As people grow old, there is something more important to think about than pensions, grandchildren or hobbies. What state shall we be in, when we die, and go to God? Shall we be able to meet Him with joy and gratitude, or shall we be ashamed of our hidden sins, hidden no longer?
When we die, and enter God's presence - if we have not immediately hurled ourselves away from the God we hate, into Hell - we shall hear Him say to us, gently: "What have you done with your life, my child?" How happy we shall be if we have loved and served Him and our neighbour; but how sad, if we had been solely in search of pleasure, or preoccupied by trivia.
A person who arrives in God's presence, at death, with all sins forgiven, has died a happy death. She stands before God, clothed in a bright wedding garment. The doors to the various areas of her past life are all shut and bolted, because the sins within have been forgiven and carried away. She has nothing to hide, nor to be ashamed of, by God's grace.
To arrive in God's presence, at death, without having given up one's sins, is like appearing in filthy garments, with muddy footprints, and with doors open wide into the areas of one's life which are full of sins, foolish thoughts and other clutter, not yet cleared away. It is to be deeply ashamed, and not fit for Heaven.

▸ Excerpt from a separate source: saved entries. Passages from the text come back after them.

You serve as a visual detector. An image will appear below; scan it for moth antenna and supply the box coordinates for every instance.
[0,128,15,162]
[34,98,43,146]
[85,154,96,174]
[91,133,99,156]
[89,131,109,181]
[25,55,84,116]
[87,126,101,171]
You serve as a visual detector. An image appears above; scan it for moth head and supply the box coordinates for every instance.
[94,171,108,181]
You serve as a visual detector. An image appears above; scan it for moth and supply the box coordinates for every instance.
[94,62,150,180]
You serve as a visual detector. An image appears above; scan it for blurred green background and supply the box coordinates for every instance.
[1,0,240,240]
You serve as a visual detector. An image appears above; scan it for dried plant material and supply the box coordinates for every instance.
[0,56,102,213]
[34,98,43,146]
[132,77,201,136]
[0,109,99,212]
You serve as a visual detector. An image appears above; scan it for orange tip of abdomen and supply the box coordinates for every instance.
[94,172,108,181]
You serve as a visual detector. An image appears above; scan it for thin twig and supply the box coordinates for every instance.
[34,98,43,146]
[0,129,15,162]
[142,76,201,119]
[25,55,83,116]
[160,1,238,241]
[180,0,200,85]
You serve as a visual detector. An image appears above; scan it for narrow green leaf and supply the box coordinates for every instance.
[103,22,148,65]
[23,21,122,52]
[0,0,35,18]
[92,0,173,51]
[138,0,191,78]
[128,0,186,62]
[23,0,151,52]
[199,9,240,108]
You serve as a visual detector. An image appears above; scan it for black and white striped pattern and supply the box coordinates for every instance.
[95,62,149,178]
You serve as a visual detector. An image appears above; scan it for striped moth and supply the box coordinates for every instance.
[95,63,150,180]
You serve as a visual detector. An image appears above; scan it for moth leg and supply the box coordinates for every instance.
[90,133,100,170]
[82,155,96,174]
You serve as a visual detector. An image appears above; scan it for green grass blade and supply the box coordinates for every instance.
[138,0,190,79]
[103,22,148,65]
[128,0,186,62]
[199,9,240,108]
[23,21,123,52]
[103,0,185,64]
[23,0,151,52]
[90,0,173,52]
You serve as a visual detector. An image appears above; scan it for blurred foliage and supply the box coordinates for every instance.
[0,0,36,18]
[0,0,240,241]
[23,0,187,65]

There are near-misses on the roads every day, and even fatal crashes. Christians in other circumstances even risk death for their Faith. Are we all ready for Heaven, if we meet sudden death? Christ wants us to examine our lives, to make an honest assessment of our spiritual state, in case we have not repented of mortal sins.
To arrive in God's presence, at death, without being clothed in the life of grace, is like arriving on earth at a wedding, in a naked state, having to endure the embarrassment, and the embarrassed gaze of fellow-guests. We need to prepare our 'wedding garment' for Heaven, by our holiness of life and love for Christ.

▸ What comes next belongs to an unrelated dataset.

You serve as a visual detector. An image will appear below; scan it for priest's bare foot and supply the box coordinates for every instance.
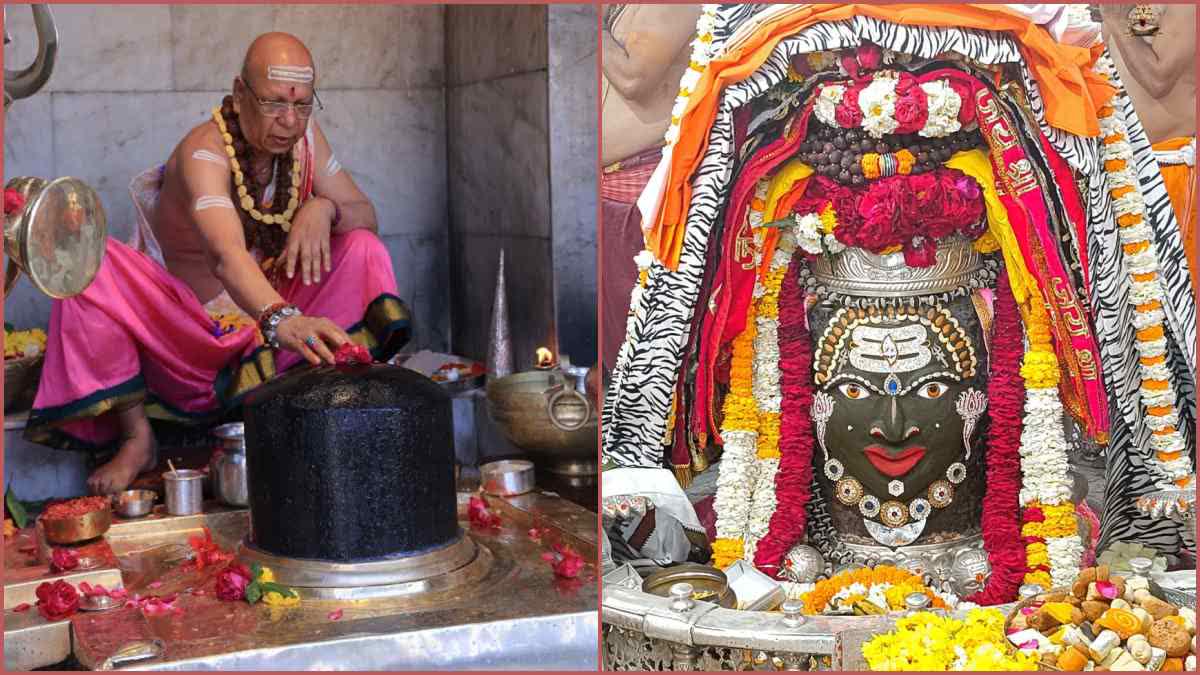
[86,406,158,495]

A wise person tries to lead a life worthy of Heaven, and so is already living in God's glorious light, when at death, she is called to step forward into Heaven. People who are trapped in mortal sin, by their own free choices, are as if held in a deep pit, in this life. If they do not repent before they die, they will be in that pit at death, unable to enter Heaven, separated from God for all Eternity, by their own fault.

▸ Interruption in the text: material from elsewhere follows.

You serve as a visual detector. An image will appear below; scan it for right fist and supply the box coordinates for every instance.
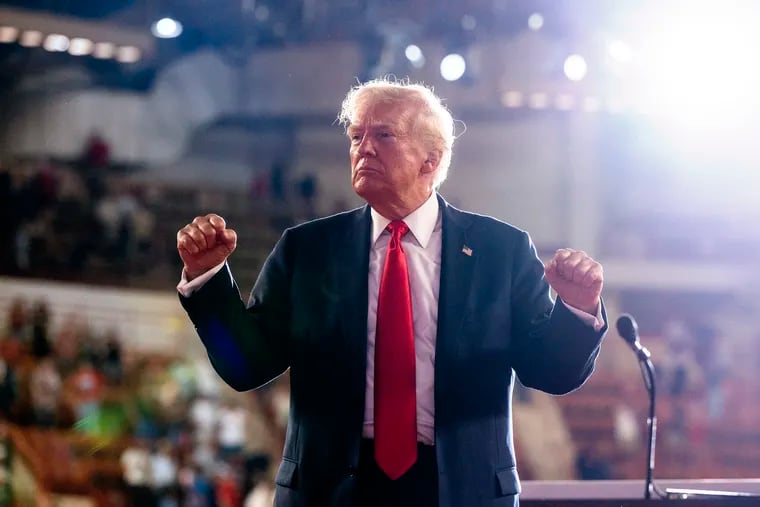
[177,214,237,280]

When we die, perhaps unexpectedly, a person is in one of three states: either standing in the Light of God, ready to enter Heaven, or still at the foot of the stairway to Heaven, so that our Purgatory will consist of necessary purification, or else still trapped, by our free choice, in a grossly selfish way of life: trapped in unrepented sin, unable to enter Heaven, and therefore in Hell for all Eternity.
To meet Christ at death whilst in a state of grace is to be wearing the wedding garment necessary for Heaven, even if it is stained, and must be washed clean in Purgatory. Good people who have never known Christ meet Him at the edge of Heaven; some greet Him gladly, when told He is the Saviour of the world and so receive a white garment. Others refuse to accept Him, and condemn themselves, and cannot therefore enter Heaven.
By His Passion, Death, Resurrection and Ascension, Christ made a Way to Heaven. It's as if His head is in Heaven, as He speaks to the Father from our midst at every Mass, as a great mass of needy people encircles the altar on earth.